In diesem Artikel beleuchten wir die Grundlagen der SSI-Technologie und zeigen auf, wie die Umsetzung wichtiger Prinzipien realisiert wird. Welche Chancen ergeben sich durch digitale, verifizierbare Credentials auf SSI-Basis und was sind die Voraussetzungen dafür? Wir stellen einen Anwendungsfall im Unternehmensalltag vor und werfen einen Blick auf zurzeit laufende Pilotprojekte.
SSI-Credentials – innovativ und sicher
Gegenüber dem derzeitigen Standard der physischen Nachweise oder der zentralen Speicherung in Datensilos bietet die SSI-Technologie ein innovatives und sicheres Verfahren, die eigenen personenbezogenen Daten selbst zu verwalten und selbstbestimmt mit Dritten auszutauschen. Mit verifizierbaren Credentials auf Basis von SSI können Credentialinhaber ihre Privatsphäre wahren: da die Credentials nur auf ihren eigenen Smartphones gespeichert werden, entscheiden und kontrollieren sie allein, welche Daten mit wem geteilt werden.

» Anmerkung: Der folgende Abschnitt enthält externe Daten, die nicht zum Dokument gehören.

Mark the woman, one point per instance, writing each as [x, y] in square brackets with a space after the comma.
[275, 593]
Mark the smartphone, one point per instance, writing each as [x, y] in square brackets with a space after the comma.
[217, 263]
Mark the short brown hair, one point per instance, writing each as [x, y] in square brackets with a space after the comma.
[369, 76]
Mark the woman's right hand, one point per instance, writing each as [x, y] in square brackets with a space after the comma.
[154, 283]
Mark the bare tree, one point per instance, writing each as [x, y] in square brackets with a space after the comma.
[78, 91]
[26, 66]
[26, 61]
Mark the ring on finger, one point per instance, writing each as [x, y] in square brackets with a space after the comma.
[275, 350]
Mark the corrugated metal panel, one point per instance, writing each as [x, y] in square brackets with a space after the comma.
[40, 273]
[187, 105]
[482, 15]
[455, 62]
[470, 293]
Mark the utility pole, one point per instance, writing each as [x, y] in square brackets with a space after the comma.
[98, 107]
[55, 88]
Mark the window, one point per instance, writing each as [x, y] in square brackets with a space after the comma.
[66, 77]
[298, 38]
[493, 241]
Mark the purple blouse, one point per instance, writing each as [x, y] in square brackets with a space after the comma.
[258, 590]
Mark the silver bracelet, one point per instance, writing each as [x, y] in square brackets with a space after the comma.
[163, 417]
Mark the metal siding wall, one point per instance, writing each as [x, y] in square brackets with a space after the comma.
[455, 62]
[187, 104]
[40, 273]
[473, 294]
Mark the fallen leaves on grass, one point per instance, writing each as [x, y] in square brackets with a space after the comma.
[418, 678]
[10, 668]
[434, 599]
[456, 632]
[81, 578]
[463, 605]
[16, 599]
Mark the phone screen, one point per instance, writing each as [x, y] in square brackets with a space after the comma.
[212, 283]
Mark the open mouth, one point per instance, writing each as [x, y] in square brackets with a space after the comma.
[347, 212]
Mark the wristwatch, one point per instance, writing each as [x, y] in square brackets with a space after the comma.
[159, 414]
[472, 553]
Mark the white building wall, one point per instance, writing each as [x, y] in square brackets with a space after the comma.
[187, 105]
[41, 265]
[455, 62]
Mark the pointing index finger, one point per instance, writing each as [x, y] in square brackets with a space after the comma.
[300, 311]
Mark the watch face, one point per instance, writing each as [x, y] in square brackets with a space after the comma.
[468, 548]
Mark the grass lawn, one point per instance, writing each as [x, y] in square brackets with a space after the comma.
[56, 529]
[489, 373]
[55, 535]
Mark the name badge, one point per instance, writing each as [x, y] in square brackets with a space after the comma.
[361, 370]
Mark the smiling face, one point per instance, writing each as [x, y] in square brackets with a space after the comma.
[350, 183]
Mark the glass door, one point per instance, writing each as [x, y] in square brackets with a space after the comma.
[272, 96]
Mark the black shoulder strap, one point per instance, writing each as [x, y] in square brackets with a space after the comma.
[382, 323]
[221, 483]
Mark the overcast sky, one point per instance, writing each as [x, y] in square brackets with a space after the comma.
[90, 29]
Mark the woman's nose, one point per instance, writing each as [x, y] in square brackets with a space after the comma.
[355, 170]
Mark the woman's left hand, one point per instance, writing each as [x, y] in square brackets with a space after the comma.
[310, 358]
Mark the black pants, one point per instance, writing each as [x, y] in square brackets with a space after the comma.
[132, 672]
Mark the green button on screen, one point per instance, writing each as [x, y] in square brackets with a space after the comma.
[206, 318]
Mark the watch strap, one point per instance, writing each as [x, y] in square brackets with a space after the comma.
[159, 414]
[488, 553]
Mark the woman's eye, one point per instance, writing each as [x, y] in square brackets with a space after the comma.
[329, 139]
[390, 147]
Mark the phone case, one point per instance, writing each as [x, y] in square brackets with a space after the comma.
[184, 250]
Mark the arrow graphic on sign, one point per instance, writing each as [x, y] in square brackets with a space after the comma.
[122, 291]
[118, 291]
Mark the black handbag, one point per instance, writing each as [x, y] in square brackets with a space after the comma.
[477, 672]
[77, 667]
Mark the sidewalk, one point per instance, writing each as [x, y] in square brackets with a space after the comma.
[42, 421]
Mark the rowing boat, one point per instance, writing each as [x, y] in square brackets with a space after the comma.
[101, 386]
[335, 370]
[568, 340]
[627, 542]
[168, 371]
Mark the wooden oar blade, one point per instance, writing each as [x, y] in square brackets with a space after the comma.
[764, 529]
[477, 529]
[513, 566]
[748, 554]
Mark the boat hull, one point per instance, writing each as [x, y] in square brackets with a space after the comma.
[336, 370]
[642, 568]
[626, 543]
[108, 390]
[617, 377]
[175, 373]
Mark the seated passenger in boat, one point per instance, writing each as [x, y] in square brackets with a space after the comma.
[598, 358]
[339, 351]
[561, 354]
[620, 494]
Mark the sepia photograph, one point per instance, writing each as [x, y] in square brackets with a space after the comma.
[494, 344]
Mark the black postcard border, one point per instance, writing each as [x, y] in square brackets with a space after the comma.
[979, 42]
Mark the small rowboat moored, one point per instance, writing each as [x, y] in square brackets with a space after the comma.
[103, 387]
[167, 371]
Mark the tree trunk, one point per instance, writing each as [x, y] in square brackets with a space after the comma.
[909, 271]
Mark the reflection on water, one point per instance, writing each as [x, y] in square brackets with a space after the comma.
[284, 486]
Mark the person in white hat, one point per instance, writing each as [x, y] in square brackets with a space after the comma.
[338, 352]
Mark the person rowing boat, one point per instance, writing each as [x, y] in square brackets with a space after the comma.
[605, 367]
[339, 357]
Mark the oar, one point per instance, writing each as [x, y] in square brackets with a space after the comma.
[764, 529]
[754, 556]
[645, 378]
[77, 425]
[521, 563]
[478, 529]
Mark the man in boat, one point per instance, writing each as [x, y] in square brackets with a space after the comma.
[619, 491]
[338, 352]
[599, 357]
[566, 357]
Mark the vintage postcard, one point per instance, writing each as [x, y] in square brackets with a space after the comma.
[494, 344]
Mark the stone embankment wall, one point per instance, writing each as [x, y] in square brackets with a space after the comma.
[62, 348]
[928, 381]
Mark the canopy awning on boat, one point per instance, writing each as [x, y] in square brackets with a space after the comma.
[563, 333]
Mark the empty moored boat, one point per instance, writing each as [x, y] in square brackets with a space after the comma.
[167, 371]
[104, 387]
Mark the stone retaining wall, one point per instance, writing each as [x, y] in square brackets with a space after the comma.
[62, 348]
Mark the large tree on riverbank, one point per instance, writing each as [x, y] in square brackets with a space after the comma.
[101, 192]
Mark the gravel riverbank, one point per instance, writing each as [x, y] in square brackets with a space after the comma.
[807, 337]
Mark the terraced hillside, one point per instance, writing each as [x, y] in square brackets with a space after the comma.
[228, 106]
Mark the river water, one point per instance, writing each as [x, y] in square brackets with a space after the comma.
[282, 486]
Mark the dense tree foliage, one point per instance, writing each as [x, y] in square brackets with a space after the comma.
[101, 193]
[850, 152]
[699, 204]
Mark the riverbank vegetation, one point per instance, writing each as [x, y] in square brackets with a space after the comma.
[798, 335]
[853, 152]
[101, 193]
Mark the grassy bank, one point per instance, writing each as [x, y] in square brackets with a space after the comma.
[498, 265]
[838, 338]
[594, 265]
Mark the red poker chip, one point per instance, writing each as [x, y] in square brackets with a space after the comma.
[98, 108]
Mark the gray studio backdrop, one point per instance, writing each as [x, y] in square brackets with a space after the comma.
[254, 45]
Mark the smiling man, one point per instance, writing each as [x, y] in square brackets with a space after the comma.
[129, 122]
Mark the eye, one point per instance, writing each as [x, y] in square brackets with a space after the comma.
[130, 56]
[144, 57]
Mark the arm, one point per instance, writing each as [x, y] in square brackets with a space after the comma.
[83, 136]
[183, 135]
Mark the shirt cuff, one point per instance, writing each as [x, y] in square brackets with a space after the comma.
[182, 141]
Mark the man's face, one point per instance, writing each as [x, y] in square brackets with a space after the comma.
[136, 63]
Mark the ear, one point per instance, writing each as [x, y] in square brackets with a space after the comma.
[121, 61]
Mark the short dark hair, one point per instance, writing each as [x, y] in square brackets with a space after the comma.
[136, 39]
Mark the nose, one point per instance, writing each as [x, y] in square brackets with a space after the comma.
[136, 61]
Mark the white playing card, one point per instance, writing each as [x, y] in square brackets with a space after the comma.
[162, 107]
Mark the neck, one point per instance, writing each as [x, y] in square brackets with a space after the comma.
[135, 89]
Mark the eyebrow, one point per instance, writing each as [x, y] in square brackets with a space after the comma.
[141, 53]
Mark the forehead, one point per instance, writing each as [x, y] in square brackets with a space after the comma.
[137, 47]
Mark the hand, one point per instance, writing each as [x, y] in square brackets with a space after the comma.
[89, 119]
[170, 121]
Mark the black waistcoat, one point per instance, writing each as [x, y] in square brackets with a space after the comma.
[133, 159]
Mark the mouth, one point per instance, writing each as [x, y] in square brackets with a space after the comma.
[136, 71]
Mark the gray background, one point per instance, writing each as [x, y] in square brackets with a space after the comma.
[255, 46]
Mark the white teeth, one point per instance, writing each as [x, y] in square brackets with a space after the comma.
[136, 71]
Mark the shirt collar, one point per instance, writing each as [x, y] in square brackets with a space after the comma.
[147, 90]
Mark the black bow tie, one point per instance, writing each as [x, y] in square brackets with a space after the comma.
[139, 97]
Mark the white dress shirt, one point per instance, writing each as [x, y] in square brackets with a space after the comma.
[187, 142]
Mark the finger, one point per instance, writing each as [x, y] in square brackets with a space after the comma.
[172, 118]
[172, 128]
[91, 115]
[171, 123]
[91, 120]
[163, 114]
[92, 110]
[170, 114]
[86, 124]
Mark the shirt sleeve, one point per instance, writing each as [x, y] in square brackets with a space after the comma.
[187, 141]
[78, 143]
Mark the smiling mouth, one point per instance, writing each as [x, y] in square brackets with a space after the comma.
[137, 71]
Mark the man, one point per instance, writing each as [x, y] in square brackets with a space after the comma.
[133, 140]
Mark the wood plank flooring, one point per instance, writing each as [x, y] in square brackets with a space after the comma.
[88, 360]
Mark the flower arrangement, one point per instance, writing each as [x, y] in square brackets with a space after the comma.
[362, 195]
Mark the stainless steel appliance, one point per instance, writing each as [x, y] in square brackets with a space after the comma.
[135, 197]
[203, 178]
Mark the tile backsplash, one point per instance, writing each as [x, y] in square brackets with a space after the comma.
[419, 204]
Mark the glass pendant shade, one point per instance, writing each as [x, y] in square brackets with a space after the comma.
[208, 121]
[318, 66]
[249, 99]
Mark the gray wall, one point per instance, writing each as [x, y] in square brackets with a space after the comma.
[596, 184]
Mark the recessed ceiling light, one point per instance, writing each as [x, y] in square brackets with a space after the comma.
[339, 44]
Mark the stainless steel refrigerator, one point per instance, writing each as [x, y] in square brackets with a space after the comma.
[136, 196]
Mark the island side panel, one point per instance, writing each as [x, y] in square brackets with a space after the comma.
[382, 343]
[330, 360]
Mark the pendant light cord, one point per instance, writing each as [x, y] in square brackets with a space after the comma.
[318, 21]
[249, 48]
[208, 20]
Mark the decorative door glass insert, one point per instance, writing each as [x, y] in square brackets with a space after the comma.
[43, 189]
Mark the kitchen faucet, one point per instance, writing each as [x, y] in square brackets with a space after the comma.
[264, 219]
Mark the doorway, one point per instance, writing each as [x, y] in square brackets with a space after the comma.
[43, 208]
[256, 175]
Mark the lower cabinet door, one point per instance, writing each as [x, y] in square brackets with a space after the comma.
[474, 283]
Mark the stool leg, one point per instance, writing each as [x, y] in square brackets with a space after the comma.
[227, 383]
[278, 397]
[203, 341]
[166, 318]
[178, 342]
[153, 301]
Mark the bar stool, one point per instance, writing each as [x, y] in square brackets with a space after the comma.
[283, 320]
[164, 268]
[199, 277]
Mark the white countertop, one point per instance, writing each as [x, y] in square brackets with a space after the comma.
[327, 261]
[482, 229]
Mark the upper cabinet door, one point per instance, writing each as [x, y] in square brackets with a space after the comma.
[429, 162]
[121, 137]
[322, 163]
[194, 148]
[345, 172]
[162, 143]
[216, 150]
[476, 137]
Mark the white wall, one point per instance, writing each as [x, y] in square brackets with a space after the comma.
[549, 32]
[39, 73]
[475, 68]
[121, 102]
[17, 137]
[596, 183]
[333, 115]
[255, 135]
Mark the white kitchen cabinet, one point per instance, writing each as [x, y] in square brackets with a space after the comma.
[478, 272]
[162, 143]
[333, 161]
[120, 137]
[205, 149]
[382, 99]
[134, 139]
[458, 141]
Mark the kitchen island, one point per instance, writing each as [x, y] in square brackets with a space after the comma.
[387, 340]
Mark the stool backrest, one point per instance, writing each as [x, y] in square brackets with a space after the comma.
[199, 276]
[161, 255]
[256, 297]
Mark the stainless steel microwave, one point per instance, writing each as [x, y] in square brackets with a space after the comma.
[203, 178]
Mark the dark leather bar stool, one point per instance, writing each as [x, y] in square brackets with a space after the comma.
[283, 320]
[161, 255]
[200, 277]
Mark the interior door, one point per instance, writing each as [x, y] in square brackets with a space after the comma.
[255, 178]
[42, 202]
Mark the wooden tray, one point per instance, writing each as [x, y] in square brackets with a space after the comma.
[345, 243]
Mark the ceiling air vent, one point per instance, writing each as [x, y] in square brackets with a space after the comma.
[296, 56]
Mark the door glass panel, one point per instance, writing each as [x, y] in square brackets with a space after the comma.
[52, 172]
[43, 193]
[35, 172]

Man hat dadurch die Option, eine Information nur in Form einer Aussage zu treffen (zum Beispiel: Volljährigkeit trifft zu/trifft nicht zu) oder sie als Klartext offenzulegen (durch Angabe des Geburtsdatums). Das entspricht den höchsten datenschutzrechtlichen Bestimmungen wie denen der DSGVO. Gleichzeitig sorgt die eingesetzte Technologie zuverlässig für die Aktualität und Fälschungssicherheit der geteilten Daten. Wenn ein digitales Credential auf SSI-Basis widerrufen werden muss, wie bspw. beim Führerscheinentzug, kann der Aussteller es ohne großen Aufwand zurückziehen und die prüfende Instanz erkennt, dass das Credential nicht mehr gültig ist.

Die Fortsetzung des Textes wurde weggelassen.